Re: Umlaut and Tréma, was: Variation selectors and vowel marks

From: Doug Ewell (dewell@adelphia.net)
Date: Thu Jul 15 2004 - 10:47:58 CDT

  • Next message: Mark Davis: "Re: Importance of diacritics"

    Peter Kirk <peterkirk at qaya dot org> wrote:

    >> Nobody doubts that some text exists with multiple accents on vowels.
    >> Where the vowels are not Latin a,o,u, there is no issue at all, in
    >> this case, since there are no differences in German sorting for them.
    >
    > Well, yes, but http://std.dkuug.dk/jtc1/sc2/wg2/docs/n2819.pdf, does
    > not make it clear that the <CGJ, DIAERESIS> sequence is to be used
    > only with Latin a, o and u; rather it states "<CGJ, [DIAERESIS]> →
    > tréma". Perhaps the proposal needs modification to make this point
    > clear, if that is the intention.

    The wording you are looking for is in the first paragraph under the
    heading "Alternative solution":

    "The solution consists, essentially, of using U+034F COMBINING GRAPHEME
    JOINER (CGJ), in its intended semantics in 10646/Unicode, to make the
    relevant sorting, searching, and data mapping distinctions required for
    umlaut versus tréma."

    Note carefully the words "relevant" and "required." The solution
    proposed in N2819 is:

    * RELEVANT only to the characters ( ä ö ü Ä Ö Ü ) which can occur in
    German bibliographic data AND in which the diacritic may represent
    either umlaut or tréma, and

    * REQUIRED only in contexts where this distinction must be made in plain
    text.

    N2819 does not propose <CGJ, U+0308> as a general-purpose representation
    for combining tréma. It is not being proposed for the text of the
    Unicode Standard, or as a UAX or even a public-review issue. The
    solution is intended for the German bibliographers, and presumably for
    anyone else who needs ("required") to make the same ("relevant")
    distinction.

    > Second, N2819 does not make it clear that the <CGJ, DIAERESIS>
    > sequence is to be used only for Latin script data. I would expect
    > (someone can check this of course, and without checking this is indeed
    > speculation) that there is Greek text in German bibliographic
    > databases in which the Greek diaeresis is represented in ISO 5426 as
    > tréma rather than umlaut; that would be correct because the function
    > of Greek diaeresis is separation rather than vowel modification.
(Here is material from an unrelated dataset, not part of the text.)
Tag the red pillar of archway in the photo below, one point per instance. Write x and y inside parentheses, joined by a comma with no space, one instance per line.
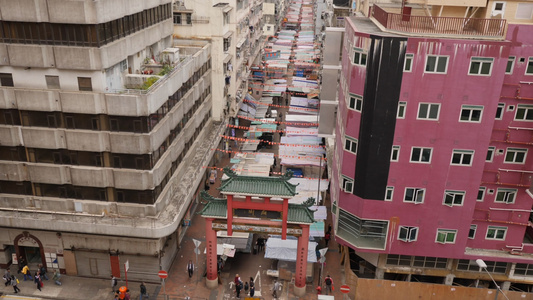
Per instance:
(301,261)
(211,254)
    Unless there is Greek text where U+0308 can represent either a tréma OR
    an umlaut, and unless there is a need to make the distinction in plain
    text -- both of which we know not to be true -- this solution is neither
    relevant nor required.

    > And I would expect an implementer reading N2819 to conclude that all
    > ISO 5426 trémas should be converted to <CGJ, DIAERESIS> as no mention
    > is made of a restriction to Latin script or to just a, o and u.
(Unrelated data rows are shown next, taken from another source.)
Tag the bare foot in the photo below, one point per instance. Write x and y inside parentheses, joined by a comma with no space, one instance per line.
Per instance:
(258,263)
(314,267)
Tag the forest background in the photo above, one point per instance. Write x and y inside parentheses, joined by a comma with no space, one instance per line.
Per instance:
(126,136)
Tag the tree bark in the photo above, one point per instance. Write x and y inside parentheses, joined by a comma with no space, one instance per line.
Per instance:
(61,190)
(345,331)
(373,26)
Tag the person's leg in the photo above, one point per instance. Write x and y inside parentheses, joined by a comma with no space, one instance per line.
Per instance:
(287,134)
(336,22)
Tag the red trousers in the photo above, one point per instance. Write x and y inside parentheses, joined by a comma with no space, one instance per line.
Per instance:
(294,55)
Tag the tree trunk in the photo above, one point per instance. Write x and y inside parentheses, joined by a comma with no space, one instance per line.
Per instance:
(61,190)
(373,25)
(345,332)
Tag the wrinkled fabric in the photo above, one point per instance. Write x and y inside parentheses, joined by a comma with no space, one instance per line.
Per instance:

    I would expect an implementer to read the whole document and understand
    the context in which it is intended.

    > So there is a real chance of a conversion program producing sequences
    > which could confuse normalisation, e.g. <IOTA, CGJ, DIAERESIS, ACUTE>,
    > although hopefully not <IOTA, ACUTE, CGJ, DIAERESIS> which might be a
    > real problem.

    Nobody should be rushing to build conversion programs to convert U+0308
    sequences as described in N2819, unless their client is the German
    library network. Even I won't be doing it, and you know how I am about
    conversion programs.

    > My concern as always is with the apparent inconsistency of bending the
    > normal rules or ignoring the normalisation concerns for German while
    > refusing to do more or less the same for Hebrew. I appreciate that
    > Germany is a larger and richer country than Israel and so, at least
    > for commercial interests, its concerns deserve some priority. But that
    > should not be a reason to reject as invalid or insignificant issues
    > concerning Hebrew. And the issue of avoiding incompatible
    > representation of the same data is a real one for Hebrew Holam Male
    > vs. Vav Haluma just as it is for German umlaut vs. tréma.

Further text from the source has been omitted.